The recent killings in Santa Barbara were performed with a mixture of weapons. Three victims were killed by gunshot, and three others were stabbed to death with a knife. The special-interest gun-control lobby was quick to exploit the situation for their ends, totally ignoring the stabbing deaths. Why? Why have there been no campaigns against the ownership of knives, or poisons, or baseball bats, or hammers, or any other tool that could be used to inflict death? Why just guns? Is there a hierarchy of methods of victimhood we are supposed to respect?

Might the answer to this question lie in the fact that the state’s weapon-of-choice has long been the gun, whether in the hands of a soldier or police officer? As the state does not use swords, blunt instruments, or even stones in its violence against people, those who identify themselves with the state would be unlikely to find any inner conflicts over the private killings carried out with the use of weapons that are not used by the state.

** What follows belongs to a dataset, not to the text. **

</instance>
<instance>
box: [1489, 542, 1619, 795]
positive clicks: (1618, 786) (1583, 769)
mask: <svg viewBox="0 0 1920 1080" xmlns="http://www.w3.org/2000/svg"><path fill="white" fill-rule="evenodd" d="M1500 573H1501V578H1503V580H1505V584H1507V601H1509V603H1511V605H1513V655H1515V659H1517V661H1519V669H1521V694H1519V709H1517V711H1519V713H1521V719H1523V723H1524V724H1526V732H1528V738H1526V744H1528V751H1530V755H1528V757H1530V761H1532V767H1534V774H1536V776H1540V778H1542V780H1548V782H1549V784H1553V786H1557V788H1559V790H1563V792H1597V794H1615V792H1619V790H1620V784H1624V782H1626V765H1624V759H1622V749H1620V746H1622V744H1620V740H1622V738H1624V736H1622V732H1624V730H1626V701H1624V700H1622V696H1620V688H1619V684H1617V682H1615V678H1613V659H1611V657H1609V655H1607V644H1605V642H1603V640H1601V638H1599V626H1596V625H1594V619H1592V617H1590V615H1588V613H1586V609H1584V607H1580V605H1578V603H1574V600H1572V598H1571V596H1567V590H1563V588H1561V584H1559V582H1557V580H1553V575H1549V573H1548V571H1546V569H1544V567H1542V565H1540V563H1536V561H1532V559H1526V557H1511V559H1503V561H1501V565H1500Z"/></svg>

“Stop the madness!,” screamed the parent of one of victims of these killings. I agree with this man, but suggest that the source of the insanity that plagues the world is not to be found in physical objects; in “things;” or at gun-shows, but in the depths of our minds. Many properly lamented the deaths of these young men and women who, in their early twenties, were on the threshold of productive lives. But I suspect that many of those who grieve over these crazed killings will see no connection with the institutionalized slaughter of equally young soldiers and foreigners in foreign lands. The phrase “support the troops” (which really means “support the war”) is a glaring symptom of our collectivized madness. If you doubt this, imagine the reaction most of us would have to a bumper-sticker that read: “support Elliott Rodger.”